0: normal state, exploratory behavior 1: weakness, immobility state 2: neck swing movement, involuntary movement from one limb to two limbs 3: involuntary movement from three limbs to four limbs, clonic seizure 4 in which body movement stops : Falls, tonic spasm, clonic cramps that strongly bend or warp the body 5: tonic cramps that occur repeatedly, intense jumping behavior 6: death.

As shown in FIG. 51, TSC2 ^+/− mice were found to cause severe epileptic seizure earlier than wild-type mice. However, in TSC2 ^+/− ; syntenin ^+/− mice, it was found that the progression of epileptic seizures was always milder than in TSC2 ^+/− mice, similar to the wild type.

Therefore, syntenin
It has been clarified that molecules that suppress the function of the syntenin gene of siRNA are also effective for the treatment or prevention of intractable epilepsy in tuberous sclerosis.

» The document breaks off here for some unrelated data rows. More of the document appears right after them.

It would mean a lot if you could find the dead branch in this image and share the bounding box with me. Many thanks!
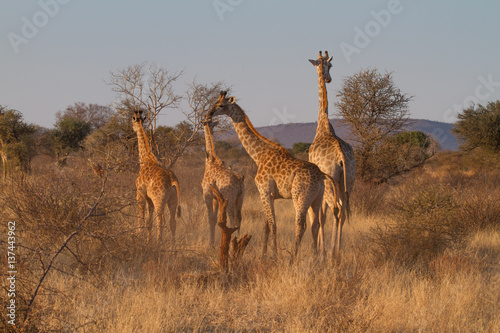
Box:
[23,181,106,323]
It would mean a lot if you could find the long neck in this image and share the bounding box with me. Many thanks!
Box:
[316,66,330,132]
[136,126,156,163]
[228,104,284,164]
[203,124,222,163]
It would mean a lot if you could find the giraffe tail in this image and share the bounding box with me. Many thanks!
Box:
[342,155,351,221]
[172,179,181,217]
[324,173,340,212]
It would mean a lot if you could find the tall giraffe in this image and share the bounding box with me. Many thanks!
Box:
[208,91,337,260]
[132,111,181,245]
[309,51,356,255]
[201,115,245,246]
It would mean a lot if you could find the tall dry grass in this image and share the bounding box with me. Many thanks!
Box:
[0,152,500,332]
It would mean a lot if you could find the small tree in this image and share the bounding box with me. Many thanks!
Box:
[453,100,500,153]
[335,69,413,181]
[365,131,438,184]
[109,63,182,140]
[53,117,92,159]
[0,106,36,178]
[56,102,115,131]
[110,64,227,167]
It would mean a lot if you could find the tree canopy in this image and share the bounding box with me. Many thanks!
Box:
[453,100,500,153]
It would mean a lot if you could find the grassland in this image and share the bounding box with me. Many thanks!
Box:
[0,153,500,332]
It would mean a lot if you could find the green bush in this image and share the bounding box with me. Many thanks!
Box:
[368,185,465,268]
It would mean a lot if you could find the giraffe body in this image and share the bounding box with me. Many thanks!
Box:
[132,111,180,244]
[209,92,336,260]
[201,116,245,246]
[309,52,356,255]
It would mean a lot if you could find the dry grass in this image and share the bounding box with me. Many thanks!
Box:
[0,152,500,332]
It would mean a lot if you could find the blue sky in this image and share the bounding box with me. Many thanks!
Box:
[0,0,500,127]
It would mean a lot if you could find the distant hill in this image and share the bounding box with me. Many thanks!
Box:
[216,119,459,150]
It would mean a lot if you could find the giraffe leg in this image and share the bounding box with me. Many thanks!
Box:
[146,197,155,244]
[205,195,218,247]
[153,196,166,245]
[331,197,345,256]
[236,189,243,231]
[137,191,146,228]
[168,197,179,244]
[309,195,325,255]
[291,207,308,262]
[261,193,278,258]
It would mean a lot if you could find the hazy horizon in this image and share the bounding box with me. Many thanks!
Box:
[0,0,500,127]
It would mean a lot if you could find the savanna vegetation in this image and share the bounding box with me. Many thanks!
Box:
[0,67,500,332]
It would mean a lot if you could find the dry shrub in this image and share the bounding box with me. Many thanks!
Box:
[457,172,500,232]
[366,185,465,267]
[350,181,389,216]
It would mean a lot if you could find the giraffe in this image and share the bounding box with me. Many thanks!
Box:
[208,91,337,261]
[309,51,356,255]
[201,115,245,246]
[132,111,181,244]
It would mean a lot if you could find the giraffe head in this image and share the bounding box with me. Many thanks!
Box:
[309,51,333,83]
[132,110,146,133]
[207,91,236,120]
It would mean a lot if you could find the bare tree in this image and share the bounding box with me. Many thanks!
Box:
[109,63,182,139]
[109,63,227,167]
[157,80,227,167]
[335,68,413,180]
[56,102,115,130]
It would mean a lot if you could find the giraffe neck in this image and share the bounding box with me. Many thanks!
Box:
[228,104,286,165]
[137,125,157,164]
[316,66,333,133]
[203,124,222,163]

As described above, spine synapses are decreased in TSC2 ^+/− mice, and shaft synapses are increased at a cost. In spine synapses, the inflow of extracellular Ca ²⁺ ions and the like stays in the spine head, but in the shaft synapse, ions directly flow into dendrites, which is thought to enhance synaptic transmission. That is, in TSC2 ^+/− mice, the influx of ions into the dendrites is large, and thus it is considered that hyperexcitation tends to occur and the epileptogenicity is enhanced.

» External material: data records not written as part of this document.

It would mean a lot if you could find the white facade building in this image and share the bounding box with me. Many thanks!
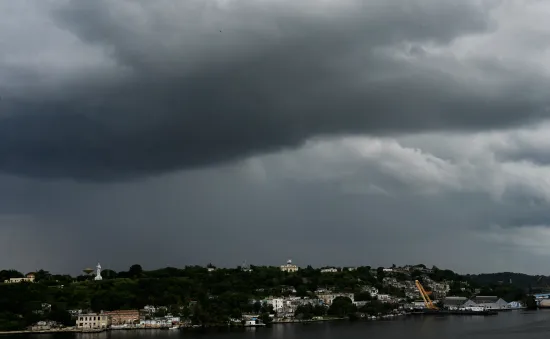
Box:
[4,273,34,284]
[76,313,111,329]
[281,260,298,273]
[321,267,338,273]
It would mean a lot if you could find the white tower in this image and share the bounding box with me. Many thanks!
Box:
[94,263,103,280]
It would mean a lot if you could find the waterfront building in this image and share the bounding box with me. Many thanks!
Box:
[321,267,338,273]
[103,310,139,325]
[76,313,111,329]
[4,273,35,284]
[94,263,103,280]
[472,295,510,310]
[317,293,355,306]
[281,260,298,273]
[443,297,468,310]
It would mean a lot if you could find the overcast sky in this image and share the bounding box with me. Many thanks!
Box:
[0,0,550,274]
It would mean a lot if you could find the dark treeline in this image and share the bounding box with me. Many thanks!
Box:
[0,265,536,330]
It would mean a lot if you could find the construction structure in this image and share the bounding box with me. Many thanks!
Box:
[414,280,439,310]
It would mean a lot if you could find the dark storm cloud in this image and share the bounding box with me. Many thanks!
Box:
[0,1,548,179]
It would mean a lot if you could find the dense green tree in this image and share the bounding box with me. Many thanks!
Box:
[327,297,357,317]
[128,264,143,278]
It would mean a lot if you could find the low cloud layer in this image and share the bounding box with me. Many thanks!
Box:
[0,0,550,274]
[0,0,549,180]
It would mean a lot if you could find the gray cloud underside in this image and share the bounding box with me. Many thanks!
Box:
[0,1,550,180]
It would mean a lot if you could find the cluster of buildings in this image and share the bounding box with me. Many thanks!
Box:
[443,295,522,311]
[4,273,35,284]
[71,306,182,330]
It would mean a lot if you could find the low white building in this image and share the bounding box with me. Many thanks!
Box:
[4,273,34,284]
[76,313,111,329]
[321,267,338,273]
[376,294,391,301]
[281,260,298,273]
[317,293,355,306]
[265,298,285,313]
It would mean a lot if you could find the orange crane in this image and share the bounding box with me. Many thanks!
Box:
[414,280,439,310]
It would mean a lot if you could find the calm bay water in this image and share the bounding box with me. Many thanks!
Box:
[25,311,550,339]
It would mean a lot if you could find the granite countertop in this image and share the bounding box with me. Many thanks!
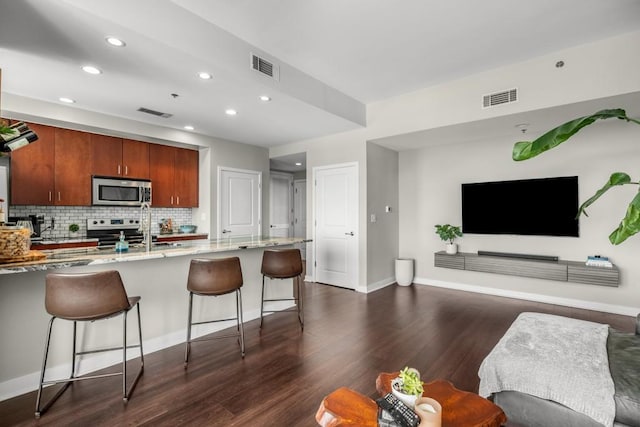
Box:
[0,237,310,274]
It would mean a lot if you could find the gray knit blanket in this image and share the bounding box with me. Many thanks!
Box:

  As described above, according to the present invention, it is possible to suppress abnormal spine formation by suppressing the function of the syntenin gene. Therefore, the pharmaceutical composition of the present invention is useful in the treatment or prevention of abnormal spine formation diseases such as epilepsy, mental retardation, autism, tuberous sclerosis and the like.

SEQ ID NOs: 5-12
<223> Artificially synthesized siRNA sequences

Claims (7)

  A pharmaceutical composition for suppressing abnormal spine formation, comprising a molecule that suppresses the function of the syntenin gene as an active ingredient. The pharmaceutical composition according to claim 1, wherein the molecule that suppresses the function of the syntenin gene is a molecule according to any one of the following (a) to (c): RNA that binds to a transcription product of the syntenin gene Or DNA encoding the RNA
(B) Anti-syntenin protein antibody (c) RNA or DNA that binds to syntenin protein.   A vaccine composition for suppressing abnormal spine formation, comprising a syntenin protein or a partial peptide thereof as an active ingredient. A method for screening a candidate compound having an activity of suppressing abnormal spine formation, comprising the following steps (a) to (c): (a) a step of contacting a test compound with a syntenin protein;
(B) detecting the binding between the test compound and the syntenin protein;
(C) selecting a compound that binds to the syntenin protein. A method for screening a compound having an activity of suppressing abnormal spine formation, comprising the following steps (a) to (c): (a) a step of contacting a syntenin protein with a syndecan-2 protein in the presence of a test compound;
(B) detecting the binding between the syntenin protein and the syndecan-2 protein;
(C) A step of selecting a compound that suppresses the binding. A method for screening a compound having an activity of suppressing spine formation abnormality including the following steps (a) to (c): (a) a step of contacting a test compound with a cell expressing the syntenin gene;
(B) detecting the expression of the syntenin gene in the cell,
(C) A step of selecting a compound that decreases the expression of the syntenin gene as compared with the case where the test compound is not contacted. A method for screening a compound having an activity to suppress abnormal spine formation, comprising the following steps (a) to (c): (a) a cell having DNA functionally linked to a reporter gene downstream of the promoter region of the syntenin gene; A step of contacting a test compound,
(B) detecting the expression of the reporter gene in the cell;
(C) A step of selecting a compound that decreases the expression of the reporter gene as compared with the case where the test compound is not contacted.